Available only in the old tax regime

80CCD(2)

Employer’s contribution to a pension scheme of the central government

14% of salary if the employer is the central government, and 10% of the salary if the employer is a state government, a Public Sector Undertaking (PSU) or other entities

Available in the old and new tax regimes

80D

Premium payments made for health insurance (taken for self, spouse, dependent children, or parents) and expenses incurred for preventive health checkups

Rs. 25,000 (or Rs. 50,000 if the policyholder is a senior citizen)

Available only in the old tax regime

80DD

Expenses incurred for maintenance and medical treatment of a dependent person who is disabled

Rs. 75,000 (or, in case of severe disability, Rs. 1,25,000)

Available only in the old tax regime

80DDB

Expenses incurred for medical treatment of specified diseases for self or any dependant

Rs. 40,000 (or, in case of senior citizens, Rs. 1,00,000)

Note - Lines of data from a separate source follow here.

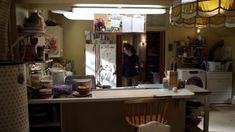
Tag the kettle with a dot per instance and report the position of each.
(58, 75)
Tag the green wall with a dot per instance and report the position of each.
(74, 40)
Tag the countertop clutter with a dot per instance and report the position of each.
(69, 114)
(126, 93)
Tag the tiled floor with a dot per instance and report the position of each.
(222, 118)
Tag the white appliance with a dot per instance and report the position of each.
(193, 76)
(101, 62)
(220, 84)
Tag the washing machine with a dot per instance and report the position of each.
(193, 76)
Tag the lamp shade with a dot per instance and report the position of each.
(203, 13)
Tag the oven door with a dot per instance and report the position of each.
(195, 81)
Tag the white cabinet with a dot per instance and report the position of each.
(220, 84)
(54, 40)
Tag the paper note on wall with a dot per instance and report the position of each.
(126, 24)
(138, 24)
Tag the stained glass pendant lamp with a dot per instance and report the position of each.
(203, 13)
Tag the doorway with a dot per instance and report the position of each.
(154, 55)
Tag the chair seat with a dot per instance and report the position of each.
(142, 111)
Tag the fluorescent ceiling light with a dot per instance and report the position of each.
(78, 16)
(119, 5)
(119, 10)
(87, 11)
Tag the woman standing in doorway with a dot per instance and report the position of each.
(129, 67)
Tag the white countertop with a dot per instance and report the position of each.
(120, 94)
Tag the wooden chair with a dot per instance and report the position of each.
(141, 111)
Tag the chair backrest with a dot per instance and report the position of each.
(141, 111)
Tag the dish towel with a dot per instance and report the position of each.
(154, 126)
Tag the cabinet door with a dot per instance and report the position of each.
(221, 90)
(55, 41)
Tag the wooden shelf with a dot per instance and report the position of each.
(46, 124)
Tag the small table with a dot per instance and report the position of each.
(201, 92)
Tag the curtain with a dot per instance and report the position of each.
(4, 15)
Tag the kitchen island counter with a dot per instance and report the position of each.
(118, 95)
(104, 110)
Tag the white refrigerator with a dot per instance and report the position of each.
(101, 62)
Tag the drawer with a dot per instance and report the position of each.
(219, 75)
(220, 98)
(219, 85)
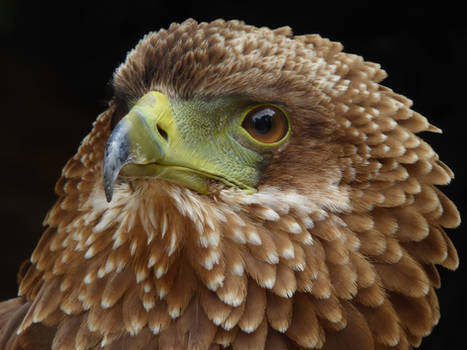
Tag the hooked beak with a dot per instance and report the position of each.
(146, 143)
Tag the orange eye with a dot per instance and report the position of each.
(267, 124)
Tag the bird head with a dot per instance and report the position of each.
(246, 186)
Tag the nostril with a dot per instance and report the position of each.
(162, 132)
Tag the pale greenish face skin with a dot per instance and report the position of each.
(188, 142)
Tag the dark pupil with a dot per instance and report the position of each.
(262, 121)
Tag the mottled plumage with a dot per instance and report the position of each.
(337, 248)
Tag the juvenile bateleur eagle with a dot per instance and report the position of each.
(247, 189)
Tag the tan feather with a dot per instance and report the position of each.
(252, 341)
(305, 329)
(255, 308)
(405, 276)
(356, 332)
(279, 312)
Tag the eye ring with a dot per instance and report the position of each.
(266, 123)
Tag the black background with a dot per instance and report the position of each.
(56, 61)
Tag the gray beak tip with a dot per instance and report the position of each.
(115, 157)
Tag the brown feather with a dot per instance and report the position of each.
(336, 249)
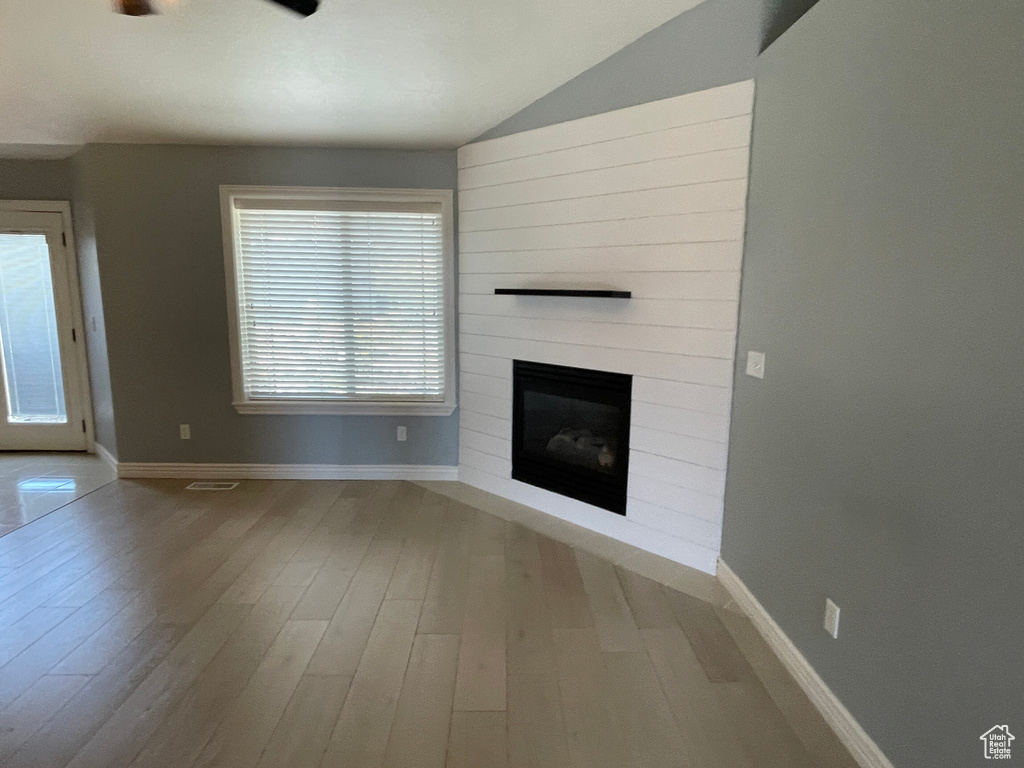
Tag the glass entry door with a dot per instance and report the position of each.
(40, 408)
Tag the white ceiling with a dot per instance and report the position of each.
(368, 73)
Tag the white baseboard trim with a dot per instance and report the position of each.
(107, 456)
(286, 471)
(855, 738)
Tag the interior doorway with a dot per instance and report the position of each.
(44, 398)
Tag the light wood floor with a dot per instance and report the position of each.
(353, 624)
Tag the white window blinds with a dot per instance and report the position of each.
(340, 300)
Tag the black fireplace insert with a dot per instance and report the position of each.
(570, 431)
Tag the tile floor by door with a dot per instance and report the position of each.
(366, 625)
(33, 484)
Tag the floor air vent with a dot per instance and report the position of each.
(212, 486)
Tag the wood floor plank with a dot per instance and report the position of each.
(537, 728)
(420, 733)
(488, 535)
(261, 573)
(708, 728)
(445, 600)
(480, 682)
(615, 628)
(240, 739)
(19, 635)
(360, 738)
(32, 710)
(27, 668)
(412, 574)
(712, 643)
(648, 726)
(478, 738)
(103, 645)
(358, 624)
(567, 602)
(123, 735)
(350, 628)
(57, 741)
(530, 648)
(647, 601)
(331, 583)
(595, 737)
(302, 734)
(182, 733)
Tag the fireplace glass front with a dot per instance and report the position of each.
(570, 431)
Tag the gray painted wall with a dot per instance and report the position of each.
(714, 44)
(36, 179)
(880, 461)
(158, 228)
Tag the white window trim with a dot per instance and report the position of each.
(229, 222)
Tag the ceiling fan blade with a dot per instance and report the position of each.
(305, 7)
(135, 7)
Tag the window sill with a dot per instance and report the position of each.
(280, 408)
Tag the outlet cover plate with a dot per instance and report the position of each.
(756, 365)
(832, 619)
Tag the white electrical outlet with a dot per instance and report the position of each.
(756, 365)
(832, 619)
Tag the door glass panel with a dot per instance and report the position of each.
(32, 373)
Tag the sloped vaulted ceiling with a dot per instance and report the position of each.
(396, 73)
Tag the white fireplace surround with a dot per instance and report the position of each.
(650, 200)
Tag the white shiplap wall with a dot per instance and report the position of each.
(651, 200)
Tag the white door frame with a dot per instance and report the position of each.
(78, 318)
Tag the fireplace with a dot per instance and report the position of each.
(570, 431)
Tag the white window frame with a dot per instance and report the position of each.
(365, 408)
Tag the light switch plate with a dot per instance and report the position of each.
(756, 365)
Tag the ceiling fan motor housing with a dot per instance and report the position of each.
(305, 7)
(136, 7)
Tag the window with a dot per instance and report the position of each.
(340, 300)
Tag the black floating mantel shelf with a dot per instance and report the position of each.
(576, 293)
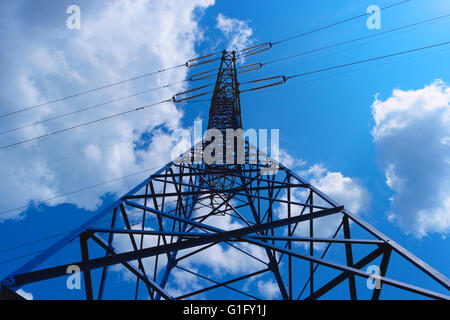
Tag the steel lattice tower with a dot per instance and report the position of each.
(275, 217)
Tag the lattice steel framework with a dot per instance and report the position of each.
(280, 227)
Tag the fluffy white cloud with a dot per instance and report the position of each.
(411, 133)
(237, 32)
(119, 40)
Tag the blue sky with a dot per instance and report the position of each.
(331, 124)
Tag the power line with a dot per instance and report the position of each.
(189, 64)
(260, 65)
(278, 80)
(84, 124)
(250, 51)
(78, 190)
(368, 60)
(90, 107)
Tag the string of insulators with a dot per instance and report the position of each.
(202, 75)
(250, 67)
(174, 99)
(178, 97)
(198, 61)
(283, 80)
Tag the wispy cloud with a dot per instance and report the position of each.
(411, 133)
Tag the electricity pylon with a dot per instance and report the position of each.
(286, 231)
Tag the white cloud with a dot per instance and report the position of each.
(411, 133)
(344, 190)
(122, 39)
(237, 32)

Available only in the old tax regime

80E

Interest repayments made on education loans taken for higher education of self or relatives

Total interest paid during the financial year

Available only in the old tax regime

80EE

Interest on home loans below Rs. 35 lakh, sanctioned in FY 2016-17, for the purchase of a house property whose value does not exceed Rs. 50 lakh

Rs. 50,000

Available only in the old tax regime

80G

Donations made to specified charitable funds and schemes

100% or 50% of the donation made

Available only in the old tax regime

80TTA

Interest received on savings bank accounts

Rs. 10,000

Available only in the old tax regime


The most important takeaway from the above pointers is the distinction between the old and the new tax regimes. While the old regime allows for all the existing tax deductions, the tax benefits in the new regime are significantly limited.

If you already have a lot of deductible investments and expenses, opting for the old tax regime may be more suitable. On the other hand, if you do not have many deductible items in your portfolio, the new tax regime can give you concessional tax rates.